Brian Kelly

Personal information
- Nickname: BK
- Nationality: American
- Born: December 27, 1980 (age 45) West Chester, Pennsylvania, U.S.
- Height: 6 ft 5 in (196 cm)
- Weight: 210 lb (95 kg; 15 st 0 lb)

Sport
- Position: Defense
- Shoots: Right
- NLL draft: 69th overall, 2003 Anaheim Storm
- NLL teams: Anaheim Storm
- MLL teams: Los Angeles Riptide San Francisco Dragons
- Pro career: 2003–

= Brian Kelly (lacrosse) =

American lacrosse player

Brian Kelly (born December 27, 1980, in West Chester, Pennsylvania) is a professional lacrosse player. He has previously played for the San Francisco Dragons and the Los Angeles Riptide of Major League Lacrosse (MLL). He played college lacrosse for the Whittier College Poets in Los Angeles. Kelly attended high school at Downingtown High School in Downingtown, Pennsylvania, graduating in 1999.

==Professional career==
Brian Kelly started his professional career in 2003 as a member of the Anaheim Storm of the National Lacrosse League (NLL). Kelly competed for the Anaheim Storm in each of the franchise's two seasons in the National Lacrosse League (2003–04 & 2004–05). He was drafted by the LA Riptide then after 2 years, Kelly was claimed by the San Francisco Dragons from the league player pool on March 19, 2007. Kelly made his debut for the Dragons on May 19, 2007, against the Denver Outlaws. Kelly recently rejoined the LA Riptide for the 2008 season.

==Collegiate career==
A 2003 Whittier College graduate, Kelly was a two-time All-American and was selected to the North/South All-Star game after serving as captain during Whittier's 2003 Final Four run. He was recognized as the nation's top longstick midfielder in both his junior and senior seasons. Kelly finished his Whittier playing career with over 300 ground balls, as well as contributing over 40 points.

==Coaching career==
After retiring from professional play, Kelly returned to Whittier College to coach. He started his coaching career as an assistant coach from 2004 to 2008. During the 2009 season, he was promoted as the interim head coach. After the season ended, he was named head coach of the program.
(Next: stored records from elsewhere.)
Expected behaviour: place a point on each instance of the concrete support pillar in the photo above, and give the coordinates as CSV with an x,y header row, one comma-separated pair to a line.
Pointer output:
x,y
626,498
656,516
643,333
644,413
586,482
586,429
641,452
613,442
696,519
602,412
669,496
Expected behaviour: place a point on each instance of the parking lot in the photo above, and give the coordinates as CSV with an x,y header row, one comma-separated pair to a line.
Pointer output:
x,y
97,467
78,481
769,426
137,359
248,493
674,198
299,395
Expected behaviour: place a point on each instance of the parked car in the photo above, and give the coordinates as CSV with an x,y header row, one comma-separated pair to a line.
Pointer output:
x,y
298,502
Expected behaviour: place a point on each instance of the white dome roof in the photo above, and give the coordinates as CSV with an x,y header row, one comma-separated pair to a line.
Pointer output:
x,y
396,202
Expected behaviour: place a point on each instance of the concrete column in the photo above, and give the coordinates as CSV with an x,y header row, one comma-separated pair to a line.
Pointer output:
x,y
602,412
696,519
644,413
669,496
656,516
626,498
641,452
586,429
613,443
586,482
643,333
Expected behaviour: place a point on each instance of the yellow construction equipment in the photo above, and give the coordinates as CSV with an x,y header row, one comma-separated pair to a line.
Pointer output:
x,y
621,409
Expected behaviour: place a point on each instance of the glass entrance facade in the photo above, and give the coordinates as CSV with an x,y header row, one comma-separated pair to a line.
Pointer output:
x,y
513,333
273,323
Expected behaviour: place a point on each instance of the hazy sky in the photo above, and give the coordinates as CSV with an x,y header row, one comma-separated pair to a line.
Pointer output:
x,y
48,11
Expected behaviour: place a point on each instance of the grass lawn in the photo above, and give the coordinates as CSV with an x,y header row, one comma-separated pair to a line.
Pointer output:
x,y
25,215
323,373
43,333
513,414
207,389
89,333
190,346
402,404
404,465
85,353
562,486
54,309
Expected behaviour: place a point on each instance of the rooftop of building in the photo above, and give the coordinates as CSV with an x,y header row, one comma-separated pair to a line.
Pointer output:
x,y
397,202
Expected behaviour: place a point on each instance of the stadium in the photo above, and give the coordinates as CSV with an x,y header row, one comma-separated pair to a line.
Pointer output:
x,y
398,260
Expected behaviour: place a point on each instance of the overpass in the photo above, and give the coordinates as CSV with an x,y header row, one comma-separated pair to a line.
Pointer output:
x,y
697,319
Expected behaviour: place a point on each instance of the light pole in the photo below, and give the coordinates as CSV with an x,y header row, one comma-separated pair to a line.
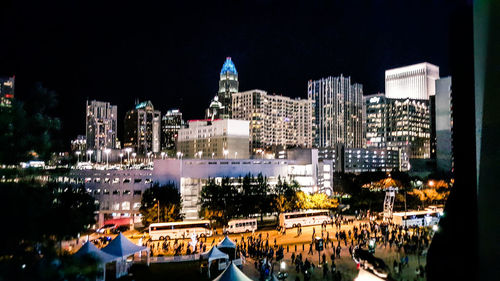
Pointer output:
x,y
107,151
128,150
89,157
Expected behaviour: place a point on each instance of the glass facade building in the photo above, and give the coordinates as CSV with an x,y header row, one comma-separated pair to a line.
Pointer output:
x,y
338,112
142,128
398,123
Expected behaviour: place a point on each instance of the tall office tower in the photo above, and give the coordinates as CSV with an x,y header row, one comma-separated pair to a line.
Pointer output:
x,y
6,91
228,85
171,123
338,112
399,123
275,121
413,82
101,125
142,128
443,125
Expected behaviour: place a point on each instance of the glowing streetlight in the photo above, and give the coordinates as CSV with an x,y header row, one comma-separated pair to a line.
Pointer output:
x,y
107,151
128,150
89,155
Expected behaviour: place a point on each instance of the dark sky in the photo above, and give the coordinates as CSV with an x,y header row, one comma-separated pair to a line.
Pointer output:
x,y
172,53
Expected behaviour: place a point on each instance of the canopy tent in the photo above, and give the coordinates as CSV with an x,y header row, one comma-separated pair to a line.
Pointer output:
x,y
90,249
122,248
214,254
226,243
232,273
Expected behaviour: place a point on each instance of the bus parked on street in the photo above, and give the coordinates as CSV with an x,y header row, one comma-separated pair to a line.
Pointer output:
x,y
179,230
241,225
304,218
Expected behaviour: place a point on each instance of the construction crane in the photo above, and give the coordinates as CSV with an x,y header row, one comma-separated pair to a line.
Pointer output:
x,y
390,195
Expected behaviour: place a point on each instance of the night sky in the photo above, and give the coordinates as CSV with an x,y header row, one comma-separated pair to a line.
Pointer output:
x,y
172,54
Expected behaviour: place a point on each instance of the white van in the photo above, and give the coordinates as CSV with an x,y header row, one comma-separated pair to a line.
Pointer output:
x,y
242,225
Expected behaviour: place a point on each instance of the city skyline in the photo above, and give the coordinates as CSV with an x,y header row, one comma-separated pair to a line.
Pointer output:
x,y
173,68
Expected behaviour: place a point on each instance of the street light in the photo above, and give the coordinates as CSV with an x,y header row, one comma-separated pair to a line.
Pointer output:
x,y
107,151
89,153
78,155
128,150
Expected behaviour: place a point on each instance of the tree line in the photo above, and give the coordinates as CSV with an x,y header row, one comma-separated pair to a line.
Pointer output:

Kelly stepped down from the program in 2017. Over his nine years he accumulated a record of 60–49 and totaled five winning seasons, which included a berth into the NCAA Division III National Championships in 2016. He is now the director of 3d Southland, the regional designation of 3d Lacrosse covering Orange County and the Greater Los Angeles Area of Southern California.